На следующий день подала я начальнику заявление с просьбой уволить меня по собственному желанию. Он спрашивал — почему?! я отвечала: мне пора сменить работу, чтобы совершенствоваться. Он уговаривал меня, каждое утро вызывая в свой кабинет. Я стояла на своем и уволилась. По закону надо было тут же устроиться на работу. Пока подыскивала я себе подходящее дизайнерское место, подруга устроила меня к себе на работу в зоопарк, где была одной из служительниц по уходу за молодняком. Я там работаю по сей день. Не могу сказать, что там тепло и тихо. Сейчас подруга уехала на десять дней в отпуск, а я переехала в ваш дом к ее собачкам.

— Знаешь, — сказала она мне после моего увольнения, — во время войны дрессировали собак (чаще немецких овчарок) не только чтобы они подползали с аптечками к раненым, но и чтобы они, обвешанные гранатами, подрывали вражеские танки. Мы победили, страна героев, и те собаки тоже были герои, а доблестные дрессировщики были отчасти предатели и немножко негодяи.
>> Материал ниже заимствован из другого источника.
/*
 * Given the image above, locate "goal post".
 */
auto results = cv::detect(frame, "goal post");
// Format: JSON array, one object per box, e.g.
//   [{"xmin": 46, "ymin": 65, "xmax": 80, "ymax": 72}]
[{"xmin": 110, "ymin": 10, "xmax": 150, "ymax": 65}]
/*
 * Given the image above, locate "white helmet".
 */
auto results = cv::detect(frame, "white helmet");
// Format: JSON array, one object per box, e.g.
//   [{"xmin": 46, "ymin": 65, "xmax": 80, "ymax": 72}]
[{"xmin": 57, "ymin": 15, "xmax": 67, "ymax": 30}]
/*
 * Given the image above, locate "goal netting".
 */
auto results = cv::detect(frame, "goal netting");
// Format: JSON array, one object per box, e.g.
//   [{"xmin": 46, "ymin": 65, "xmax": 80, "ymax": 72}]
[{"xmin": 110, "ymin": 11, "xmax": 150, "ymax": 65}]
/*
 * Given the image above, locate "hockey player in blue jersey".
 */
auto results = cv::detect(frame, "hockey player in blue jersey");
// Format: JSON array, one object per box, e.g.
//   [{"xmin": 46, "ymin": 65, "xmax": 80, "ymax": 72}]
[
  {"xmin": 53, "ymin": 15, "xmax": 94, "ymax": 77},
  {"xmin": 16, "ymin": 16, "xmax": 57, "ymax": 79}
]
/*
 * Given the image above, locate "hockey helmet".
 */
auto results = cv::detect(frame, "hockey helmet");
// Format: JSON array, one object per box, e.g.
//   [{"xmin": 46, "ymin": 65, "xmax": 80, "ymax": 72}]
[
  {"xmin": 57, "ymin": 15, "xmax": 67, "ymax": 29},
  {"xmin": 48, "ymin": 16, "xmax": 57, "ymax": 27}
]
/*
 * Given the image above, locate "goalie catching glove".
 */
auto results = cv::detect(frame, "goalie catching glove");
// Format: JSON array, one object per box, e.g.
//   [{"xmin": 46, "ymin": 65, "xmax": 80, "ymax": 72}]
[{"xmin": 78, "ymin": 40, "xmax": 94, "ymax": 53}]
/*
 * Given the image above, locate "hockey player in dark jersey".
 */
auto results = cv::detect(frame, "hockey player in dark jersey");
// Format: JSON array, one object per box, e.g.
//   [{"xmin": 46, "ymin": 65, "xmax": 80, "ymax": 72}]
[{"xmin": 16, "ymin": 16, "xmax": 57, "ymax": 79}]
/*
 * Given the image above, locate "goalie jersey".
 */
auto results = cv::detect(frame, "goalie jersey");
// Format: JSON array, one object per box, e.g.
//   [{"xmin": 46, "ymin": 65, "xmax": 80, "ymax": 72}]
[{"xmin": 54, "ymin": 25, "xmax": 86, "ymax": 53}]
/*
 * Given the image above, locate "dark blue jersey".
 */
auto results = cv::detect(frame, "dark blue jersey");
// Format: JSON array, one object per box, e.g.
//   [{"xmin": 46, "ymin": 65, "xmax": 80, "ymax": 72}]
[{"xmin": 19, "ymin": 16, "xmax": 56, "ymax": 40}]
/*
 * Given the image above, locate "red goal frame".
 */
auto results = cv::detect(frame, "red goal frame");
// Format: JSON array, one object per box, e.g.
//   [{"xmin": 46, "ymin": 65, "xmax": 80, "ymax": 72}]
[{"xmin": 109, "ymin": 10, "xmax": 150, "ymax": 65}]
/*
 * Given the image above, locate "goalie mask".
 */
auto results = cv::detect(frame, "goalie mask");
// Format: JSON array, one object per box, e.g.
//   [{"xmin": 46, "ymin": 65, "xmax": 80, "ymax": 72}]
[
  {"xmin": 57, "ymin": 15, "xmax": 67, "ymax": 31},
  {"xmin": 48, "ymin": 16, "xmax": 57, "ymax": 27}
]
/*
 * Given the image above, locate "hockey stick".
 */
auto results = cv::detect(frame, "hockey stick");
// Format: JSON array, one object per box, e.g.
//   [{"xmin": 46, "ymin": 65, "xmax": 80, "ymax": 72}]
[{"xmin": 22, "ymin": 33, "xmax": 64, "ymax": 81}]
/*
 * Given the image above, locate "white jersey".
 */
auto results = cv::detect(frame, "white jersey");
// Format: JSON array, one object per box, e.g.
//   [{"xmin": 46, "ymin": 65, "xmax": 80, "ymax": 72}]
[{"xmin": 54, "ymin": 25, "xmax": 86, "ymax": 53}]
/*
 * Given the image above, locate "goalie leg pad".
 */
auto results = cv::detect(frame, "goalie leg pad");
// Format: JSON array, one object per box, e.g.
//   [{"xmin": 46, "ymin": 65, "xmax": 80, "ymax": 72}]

Собачки внезапно вскочили, заметив на пустыре двух беглых хомяков. Временная хозяйка только и успела передать портрет Соловка соседу слева и поведать, что псинок, которых называет она Финою да Яною, на самом деле зовут Бьянка и Дельфина. С чем она и умчалась за подопечными, уносящими ее на охоту тщетно, поскольку беглые грызуны успели с непередаваемой прытью исчезнуть под свежей горой досок.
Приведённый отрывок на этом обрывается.